Going forward, I believe Facebook could reasonably earn $2.30 per share next year and trade with a P/E ratio of around 45. Thus, my price target is $103.50. I will continue to hold my common shares until something material changes or optimism propels it to above my PT. In the short term, I will look to sell my options in the mid $80s, which I believe it will reach in the next couple of months.
Now that I have provided an extensive narrative into my Facebook trades, I hope to highlight a few principles that will allow you to find more of these opportunities in the future.
Take Away Principles From Warren Buffett
1. The first and most salient step is to complete such an acute level of due diligence that you understand more about the company than most fund managers. Fund managers must manage extensive portfolios and you have the advantage, as yours is much smaller. I believe I also had an advantage to most fund managers because I had youth on my side. I grew up with Facebook, and truly understood all of its possibilities. Further, I researched every aspect of the company.

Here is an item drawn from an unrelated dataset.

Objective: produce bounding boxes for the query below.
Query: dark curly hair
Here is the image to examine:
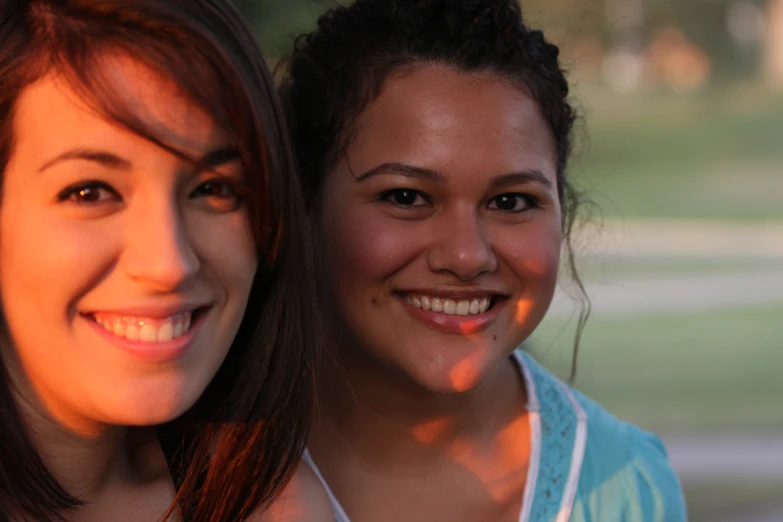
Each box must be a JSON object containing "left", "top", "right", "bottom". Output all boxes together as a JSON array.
[{"left": 279, "top": 0, "right": 589, "bottom": 378}]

I am certain that I have annoyed my loved-ones by making them download and test new acquisitions, but the info I received was well worth it.

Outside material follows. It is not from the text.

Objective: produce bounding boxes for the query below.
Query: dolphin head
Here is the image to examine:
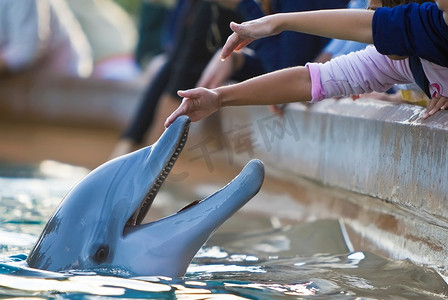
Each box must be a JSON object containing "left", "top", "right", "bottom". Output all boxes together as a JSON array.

"Never invest in a business you can't understand."- Warren Buffett
2. Another principle to take away is that the market does not always price a stock correctly in the short term. If I had chosen shorter-dated options, I may have ended up losing money. Therefore, if you uncover a truly wonderful opportunity, do not let short-term vicissitudes change your outlook. The market often views investments through myopic lenses. Moreover, do not attempt to make short-term profits. In the end, the market will price a company correctly, but betting on it doing that in the short term is foolish.
"Time is the friend of the wonderful business, the enemy of the mediocre." - Warren Buffett
3. In that same vein, the market tends to overly discount negative news. If a company you have conviction in has a pull-back, due to a one-time event that doesn't change your long-term outlook, accumulate more shares. Facebook has had several pull backs, such as with the Princeton Study. Analyzing and dismissing these problems before the market does is essential.

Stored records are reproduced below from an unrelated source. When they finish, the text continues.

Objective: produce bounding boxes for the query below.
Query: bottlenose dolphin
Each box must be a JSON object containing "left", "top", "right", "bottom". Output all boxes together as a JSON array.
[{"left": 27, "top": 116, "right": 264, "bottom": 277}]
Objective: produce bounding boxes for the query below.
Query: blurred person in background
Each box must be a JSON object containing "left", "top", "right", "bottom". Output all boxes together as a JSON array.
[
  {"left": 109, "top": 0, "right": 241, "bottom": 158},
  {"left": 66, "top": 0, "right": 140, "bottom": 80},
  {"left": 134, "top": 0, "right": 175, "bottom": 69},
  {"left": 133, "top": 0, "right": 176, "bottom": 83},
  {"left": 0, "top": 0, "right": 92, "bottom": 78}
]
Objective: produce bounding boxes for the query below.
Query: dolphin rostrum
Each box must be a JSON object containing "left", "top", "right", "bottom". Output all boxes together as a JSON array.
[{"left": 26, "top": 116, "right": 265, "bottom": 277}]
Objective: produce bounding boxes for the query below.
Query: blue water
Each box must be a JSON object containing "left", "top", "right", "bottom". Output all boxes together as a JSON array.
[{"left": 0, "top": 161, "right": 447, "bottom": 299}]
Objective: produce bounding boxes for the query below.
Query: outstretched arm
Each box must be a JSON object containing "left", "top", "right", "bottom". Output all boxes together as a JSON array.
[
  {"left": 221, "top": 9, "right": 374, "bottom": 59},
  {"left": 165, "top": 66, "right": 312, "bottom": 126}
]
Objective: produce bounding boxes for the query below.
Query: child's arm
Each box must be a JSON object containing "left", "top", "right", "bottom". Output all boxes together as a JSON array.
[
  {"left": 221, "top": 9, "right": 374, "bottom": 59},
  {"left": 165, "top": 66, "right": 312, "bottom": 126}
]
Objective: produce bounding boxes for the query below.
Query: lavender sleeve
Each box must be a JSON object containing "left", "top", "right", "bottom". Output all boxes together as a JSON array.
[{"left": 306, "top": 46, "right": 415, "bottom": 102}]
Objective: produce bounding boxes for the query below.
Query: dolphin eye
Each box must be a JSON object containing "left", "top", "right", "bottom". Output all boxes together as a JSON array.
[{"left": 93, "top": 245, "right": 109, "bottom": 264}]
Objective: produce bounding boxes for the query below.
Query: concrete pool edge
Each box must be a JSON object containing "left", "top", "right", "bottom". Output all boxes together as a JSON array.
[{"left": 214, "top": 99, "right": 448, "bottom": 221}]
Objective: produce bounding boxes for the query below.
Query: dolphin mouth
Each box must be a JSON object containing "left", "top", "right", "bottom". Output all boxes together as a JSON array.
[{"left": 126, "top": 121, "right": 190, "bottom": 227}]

"A great investment opportunity occurs when a marvelous business encounters a one-time huge, but solvable problem." - Warren Buffett
4. The final and most crucial aspect to determine is whether or not the company has a competitive advantage. Without one, a competitor will come in, under-cut them and deteriorate margins. Warren Buffett coined the term "economic moat" to explain this phenomenon. Facebook has two apparent competitive advantages. First, its sheer size, 1.32 billion users, gives it a network effect, which ensures it will not fall the same fate as MySpace. Second, Facebook has much more user information than any other social media platform. This abundance of user information allows FB to target ads effectively and gives advertisers a superior ROI.
"In business, I look for economic castles protected by unbreachable 'moats'." -Warren Buffett
Hindsight is always 20/20. One could refute my article by stating that I can retrospectively view this situation. However, the fact that I put money on the line at critical times, helps to validate my article and thesis. The narrative I provided allows you to see my reasoning for an investment during those occasions and how I held conviction in times of turmoil. Grounding investment decisions based on these principles and on fundamental data will allow you to enjoy outsized returns, such as I did with Facebook. Your 2,000% trade is just around the quarter, if you are willing to put in the work.
Disclosure: The author is long FB. The author wrote this article themselves, and it expresses their own opinions. The author is not receiving compensation for it (other than from Seeking Alpha). The author has no business relationship with any company whose stock is mentioned in this article.
Additional disclosure: I also own FB LEAP call options.